Le décret, au-delà du texte de la loi, impose que le congé (le congé de maternité ou d’adoption suffit) ait été pris alors que la mère était fonctionnaire (titulaire, stagiaire ou non titulaire si la période correspondante a été validée).Si l’enfant est né au cours d’une activité professionnelle relevant d’un autre régime de retraite, alors c’est au titre de ce régime que les avantages familiaux seront accordés. Pour les mères pluri pensionnées, les deux années d’assurance utilisées avec un salaire de référence faible (car déterminés sur les salaires les plus anciens) et pour une courte durée apporteront peu et certainement moins qu’une annuité rapportée au traitement des six derniers mois. Et certaines situations ne sont toujours pas prises en compte. On peut citer les mères qui ont adopté un enfant alors que le congé d’adoption n’existait pas et qui ne peuvent donc justifier de l’interruption d’activité. Une circulaire récente restreint également les conditions d’attribution puisque les enfants nés entre le dernier diplôme obtenu et le concours ne seraient pas comptabilisés !

Pour les enfants qui naîtront à partir du 1er janvier 2004 : il n’y a plus de bonification. Si elle ne cesse pas son activité ou ne la réduit pas au moment de la naissance de l’enfant, la mère, déjà fonctionnaire, n’ aura qu’une majoration de la durée d’assurance de 2 trimestres (seulement pour éviter ou réduire la décote). Pour les mères (ou les pères) qui prennent un congé parental, une disponibilité, un temps partiel de droit, ces périodes seront décomptées comme si elles avaient été travaillées à temps complet, dans la limite de trois ans par enfant. Si cette prise en compte est complètement légitime, on trouve derrière la décision de restreindre les avantages apportés à la mère qui, par nécessité ou par choix, poursuit à temps plein son activité professionnelle, le choix du mode de garde privilégié par le gouvernement, celui de la garde par la mère, (réalité actuelle), un modèle préféré à celui de la mère qui travaille.

La FSU estime nécessaire le maintien des bonifications pour enfants attribuées aux femmes afin de compenser les inégalités de carrière et de retraite tant qu’elles existent. En effet, malgré une indéniable réduction, un écart notable se perpétue entre hommes et femmes en termes de carrière, les rôles de chacun restant fortement différenciés et les femmes assurant toujours l’essentiel des tâches domestiques et des soins donnés aux enfants.

Leurs carrières sont souvent moins abouties que celles des hommes, elles partent donc avec des indices plus faibles.

La FSU est intervenue sans relâche sur ces questions, pour faire prendre en compte toutes les situations qui excluent des mères des bonifications (mères étudiantes, mères adoptives, mères en disponibilité pour suivre un conjoint, femmes élevant les enfants d’un conjoint), et mettre en évidence les effets généraux de la loi sur les retraites des femmes.

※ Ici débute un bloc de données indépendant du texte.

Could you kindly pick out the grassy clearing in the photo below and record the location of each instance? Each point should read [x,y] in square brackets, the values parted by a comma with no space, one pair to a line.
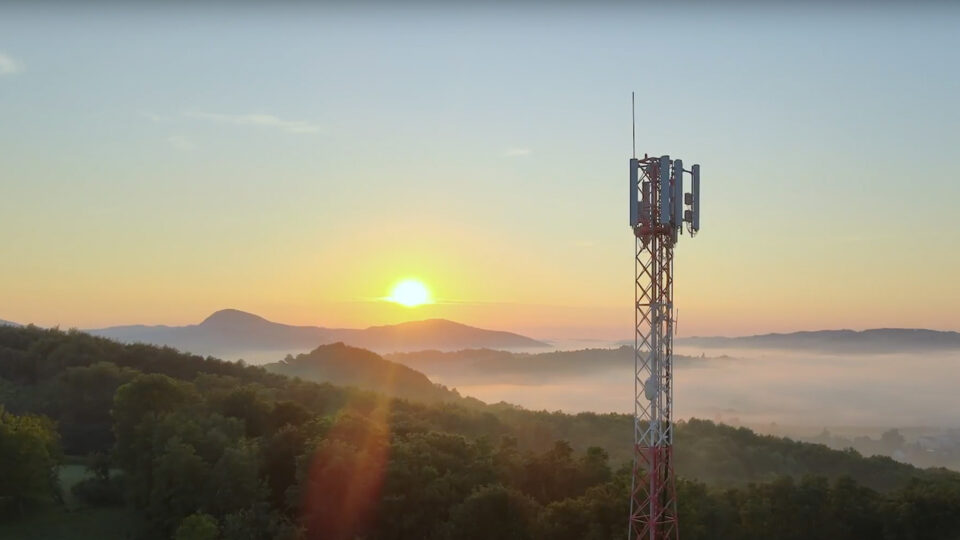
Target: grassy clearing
[74,520]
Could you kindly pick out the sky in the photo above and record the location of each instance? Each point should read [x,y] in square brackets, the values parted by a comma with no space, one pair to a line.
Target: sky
[161,161]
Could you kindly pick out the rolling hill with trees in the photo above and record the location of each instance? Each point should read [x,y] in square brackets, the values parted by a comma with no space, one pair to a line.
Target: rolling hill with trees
[184,446]
[343,365]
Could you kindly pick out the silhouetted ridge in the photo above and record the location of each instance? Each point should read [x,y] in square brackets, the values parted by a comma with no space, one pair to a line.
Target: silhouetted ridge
[227,317]
[341,364]
[232,333]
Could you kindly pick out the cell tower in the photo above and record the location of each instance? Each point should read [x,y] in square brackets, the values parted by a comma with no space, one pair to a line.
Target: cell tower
[659,209]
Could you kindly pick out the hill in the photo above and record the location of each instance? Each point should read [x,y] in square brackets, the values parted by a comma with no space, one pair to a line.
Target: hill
[492,366]
[879,340]
[234,334]
[343,365]
[266,456]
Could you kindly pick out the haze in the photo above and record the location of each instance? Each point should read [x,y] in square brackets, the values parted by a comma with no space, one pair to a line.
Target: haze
[160,164]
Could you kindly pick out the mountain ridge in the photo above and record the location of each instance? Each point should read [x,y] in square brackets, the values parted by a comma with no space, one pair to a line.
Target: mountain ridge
[232,333]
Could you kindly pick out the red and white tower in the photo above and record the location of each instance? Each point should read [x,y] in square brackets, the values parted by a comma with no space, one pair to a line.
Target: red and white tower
[659,209]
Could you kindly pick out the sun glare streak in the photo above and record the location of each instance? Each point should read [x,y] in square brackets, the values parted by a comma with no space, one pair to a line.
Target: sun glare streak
[410,293]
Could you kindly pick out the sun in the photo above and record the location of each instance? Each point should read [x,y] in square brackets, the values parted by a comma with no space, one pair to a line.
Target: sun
[410,293]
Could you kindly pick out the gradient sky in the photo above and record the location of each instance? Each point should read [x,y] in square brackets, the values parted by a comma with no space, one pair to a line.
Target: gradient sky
[160,162]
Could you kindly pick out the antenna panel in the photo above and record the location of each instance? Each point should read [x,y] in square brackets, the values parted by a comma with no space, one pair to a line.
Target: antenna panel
[665,205]
[695,173]
[646,209]
[677,193]
[634,190]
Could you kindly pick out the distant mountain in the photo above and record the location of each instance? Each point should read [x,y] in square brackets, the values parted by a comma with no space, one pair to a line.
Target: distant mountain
[880,340]
[343,365]
[235,334]
[473,366]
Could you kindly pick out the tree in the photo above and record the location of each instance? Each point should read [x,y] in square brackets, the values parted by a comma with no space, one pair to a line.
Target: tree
[197,527]
[492,512]
[29,456]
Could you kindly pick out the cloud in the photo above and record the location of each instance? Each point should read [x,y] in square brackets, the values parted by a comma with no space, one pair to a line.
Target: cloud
[182,142]
[260,120]
[9,66]
[156,118]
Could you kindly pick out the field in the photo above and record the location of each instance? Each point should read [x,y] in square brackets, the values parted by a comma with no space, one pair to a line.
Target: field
[73,520]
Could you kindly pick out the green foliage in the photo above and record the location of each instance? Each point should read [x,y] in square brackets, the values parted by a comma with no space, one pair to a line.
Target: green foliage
[492,512]
[197,527]
[29,456]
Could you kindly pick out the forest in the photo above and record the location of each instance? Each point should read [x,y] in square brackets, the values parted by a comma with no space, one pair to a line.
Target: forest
[172,445]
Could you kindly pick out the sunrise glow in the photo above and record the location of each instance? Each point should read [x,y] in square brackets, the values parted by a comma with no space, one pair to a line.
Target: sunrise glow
[410,293]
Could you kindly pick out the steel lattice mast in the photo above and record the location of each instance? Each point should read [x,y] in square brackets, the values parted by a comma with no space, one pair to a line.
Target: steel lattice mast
[657,216]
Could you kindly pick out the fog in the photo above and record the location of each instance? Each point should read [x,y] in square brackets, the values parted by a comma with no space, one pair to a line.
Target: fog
[756,387]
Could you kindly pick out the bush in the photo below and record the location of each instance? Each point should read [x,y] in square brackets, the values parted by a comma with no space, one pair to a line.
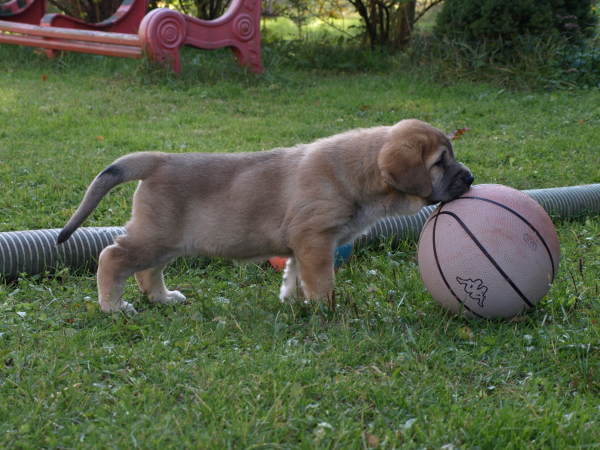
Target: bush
[507,19]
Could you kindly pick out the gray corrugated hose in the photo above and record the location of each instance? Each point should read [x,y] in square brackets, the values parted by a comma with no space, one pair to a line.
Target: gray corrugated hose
[560,203]
[34,252]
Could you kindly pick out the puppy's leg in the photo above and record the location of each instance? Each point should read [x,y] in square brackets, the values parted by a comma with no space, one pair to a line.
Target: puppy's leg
[315,266]
[114,267]
[291,287]
[152,283]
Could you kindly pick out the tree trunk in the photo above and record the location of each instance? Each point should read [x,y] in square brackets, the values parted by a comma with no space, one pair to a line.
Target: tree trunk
[405,20]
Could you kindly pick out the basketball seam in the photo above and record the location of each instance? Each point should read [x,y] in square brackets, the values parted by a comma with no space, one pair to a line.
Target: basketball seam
[488,256]
[525,221]
[437,263]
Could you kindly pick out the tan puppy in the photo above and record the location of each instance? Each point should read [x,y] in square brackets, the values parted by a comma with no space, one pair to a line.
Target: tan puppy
[300,202]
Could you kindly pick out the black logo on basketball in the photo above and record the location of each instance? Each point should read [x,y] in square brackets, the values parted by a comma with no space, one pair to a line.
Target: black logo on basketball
[474,288]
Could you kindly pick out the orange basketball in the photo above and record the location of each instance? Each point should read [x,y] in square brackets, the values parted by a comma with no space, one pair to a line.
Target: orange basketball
[493,252]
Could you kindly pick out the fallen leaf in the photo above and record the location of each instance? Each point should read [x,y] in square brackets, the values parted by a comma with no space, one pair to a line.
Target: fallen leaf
[466,333]
[372,440]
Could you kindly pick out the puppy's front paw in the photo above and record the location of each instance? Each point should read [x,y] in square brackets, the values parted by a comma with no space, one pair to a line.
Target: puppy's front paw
[120,306]
[172,297]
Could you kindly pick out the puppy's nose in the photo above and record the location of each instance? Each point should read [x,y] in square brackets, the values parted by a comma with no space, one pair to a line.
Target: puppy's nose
[468,179]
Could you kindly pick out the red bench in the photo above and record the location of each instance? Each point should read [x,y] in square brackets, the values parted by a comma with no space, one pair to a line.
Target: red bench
[161,34]
[23,11]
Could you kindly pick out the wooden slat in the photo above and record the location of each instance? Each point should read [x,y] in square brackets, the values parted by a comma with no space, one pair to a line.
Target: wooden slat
[73,46]
[66,33]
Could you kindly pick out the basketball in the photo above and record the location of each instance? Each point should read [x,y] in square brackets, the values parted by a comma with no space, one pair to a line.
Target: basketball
[491,253]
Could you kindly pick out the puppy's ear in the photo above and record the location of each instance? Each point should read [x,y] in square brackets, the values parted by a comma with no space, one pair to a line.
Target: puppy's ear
[402,166]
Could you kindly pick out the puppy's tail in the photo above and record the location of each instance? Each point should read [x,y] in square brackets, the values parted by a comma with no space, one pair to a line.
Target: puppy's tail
[136,166]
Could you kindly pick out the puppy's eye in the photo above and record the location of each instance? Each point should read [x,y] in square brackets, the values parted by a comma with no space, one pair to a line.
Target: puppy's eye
[441,162]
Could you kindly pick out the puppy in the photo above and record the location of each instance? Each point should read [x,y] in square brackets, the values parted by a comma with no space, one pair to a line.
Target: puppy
[299,202]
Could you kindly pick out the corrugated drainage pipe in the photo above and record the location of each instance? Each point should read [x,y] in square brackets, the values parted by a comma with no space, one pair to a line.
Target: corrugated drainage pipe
[560,203]
[35,252]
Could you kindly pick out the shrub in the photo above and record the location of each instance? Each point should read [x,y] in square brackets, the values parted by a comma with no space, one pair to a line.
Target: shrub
[507,19]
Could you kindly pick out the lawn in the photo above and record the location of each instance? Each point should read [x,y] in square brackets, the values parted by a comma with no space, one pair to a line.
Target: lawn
[235,368]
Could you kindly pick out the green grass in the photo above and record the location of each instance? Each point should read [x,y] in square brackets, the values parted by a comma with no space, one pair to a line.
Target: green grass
[235,368]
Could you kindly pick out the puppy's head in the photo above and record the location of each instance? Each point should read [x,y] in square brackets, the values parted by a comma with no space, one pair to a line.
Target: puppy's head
[418,159]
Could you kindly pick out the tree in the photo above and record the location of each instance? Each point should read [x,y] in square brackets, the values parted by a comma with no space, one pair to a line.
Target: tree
[391,22]
[507,19]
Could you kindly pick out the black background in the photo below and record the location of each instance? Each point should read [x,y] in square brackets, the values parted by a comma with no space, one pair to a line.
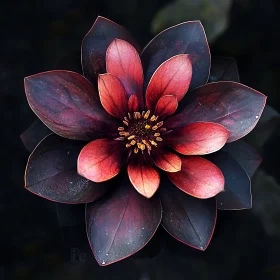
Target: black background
[35,36]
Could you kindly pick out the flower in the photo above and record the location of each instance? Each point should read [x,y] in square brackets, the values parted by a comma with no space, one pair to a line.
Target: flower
[151,112]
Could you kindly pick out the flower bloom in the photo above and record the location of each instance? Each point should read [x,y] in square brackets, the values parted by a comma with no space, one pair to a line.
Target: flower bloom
[148,111]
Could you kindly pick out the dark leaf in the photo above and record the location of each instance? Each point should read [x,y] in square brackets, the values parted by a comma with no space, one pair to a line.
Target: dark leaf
[246,156]
[185,38]
[95,44]
[68,104]
[51,173]
[121,224]
[237,194]
[223,69]
[188,219]
[33,135]
[233,105]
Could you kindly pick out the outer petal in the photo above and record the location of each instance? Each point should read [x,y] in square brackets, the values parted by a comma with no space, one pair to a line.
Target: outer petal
[67,103]
[101,160]
[166,160]
[95,45]
[51,173]
[171,77]
[246,156]
[185,38]
[123,61]
[34,134]
[112,95]
[121,224]
[237,194]
[198,177]
[189,220]
[143,176]
[166,106]
[223,69]
[198,138]
[235,106]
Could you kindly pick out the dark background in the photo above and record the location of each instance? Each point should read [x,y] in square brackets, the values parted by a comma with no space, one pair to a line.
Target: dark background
[42,35]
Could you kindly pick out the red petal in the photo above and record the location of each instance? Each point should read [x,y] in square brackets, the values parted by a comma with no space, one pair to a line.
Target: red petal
[171,77]
[133,105]
[167,105]
[101,160]
[123,61]
[198,177]
[143,177]
[198,138]
[112,95]
[167,161]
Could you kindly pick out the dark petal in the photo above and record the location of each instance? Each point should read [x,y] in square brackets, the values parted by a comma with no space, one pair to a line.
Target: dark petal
[96,43]
[185,38]
[34,134]
[188,219]
[68,104]
[51,173]
[245,154]
[121,223]
[102,159]
[223,69]
[233,105]
[237,194]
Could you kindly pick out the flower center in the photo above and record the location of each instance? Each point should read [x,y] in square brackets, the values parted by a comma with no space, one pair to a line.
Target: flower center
[141,132]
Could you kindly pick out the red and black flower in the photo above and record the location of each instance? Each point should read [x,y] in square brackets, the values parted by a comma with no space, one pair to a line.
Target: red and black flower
[144,112]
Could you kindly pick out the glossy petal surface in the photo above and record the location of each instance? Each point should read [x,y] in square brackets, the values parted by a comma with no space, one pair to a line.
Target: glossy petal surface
[101,160]
[171,77]
[121,224]
[51,173]
[166,106]
[123,61]
[245,154]
[167,161]
[34,134]
[233,105]
[96,43]
[143,176]
[223,69]
[112,95]
[68,104]
[198,138]
[189,220]
[198,177]
[185,38]
[237,194]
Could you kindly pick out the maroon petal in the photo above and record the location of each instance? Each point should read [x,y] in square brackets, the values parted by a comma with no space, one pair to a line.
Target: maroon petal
[233,105]
[223,69]
[172,77]
[185,38]
[34,134]
[189,220]
[96,43]
[101,160]
[123,61]
[51,173]
[68,104]
[245,154]
[121,224]
[133,104]
[143,177]
[112,95]
[167,161]
[166,106]
[237,194]
[198,138]
[198,177]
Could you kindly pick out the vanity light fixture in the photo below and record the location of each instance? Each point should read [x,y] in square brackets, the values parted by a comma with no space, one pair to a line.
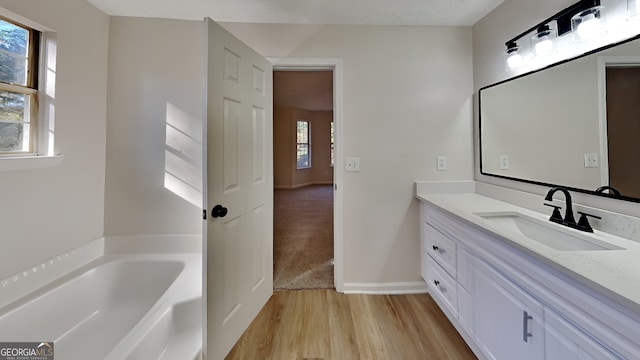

Une pétition commune FSU/CGT/UNSA a réuni des milliers de signatures, mais cela n’a pas suffi. Nous avons lancé le 8 décembre une campagne nationale, pour obtenir des pouvoirs publics la garantie de prise en compte de toutes les situations pour les mères d’enfants nés avant le 1er janvier 2004, et la réouverture de l’ensemble du dossier. Avec ce document, et un nouveau courrier au ministre de la Fonction Publique, auquel nous avons demandé que les retraites fassent partie des discussions du printemps 2005, nous souhaitons continuer à porter fortement ce dossier jusqu’à ce que nous obtenions des réponses satisfaisantes pour les femmes concernées.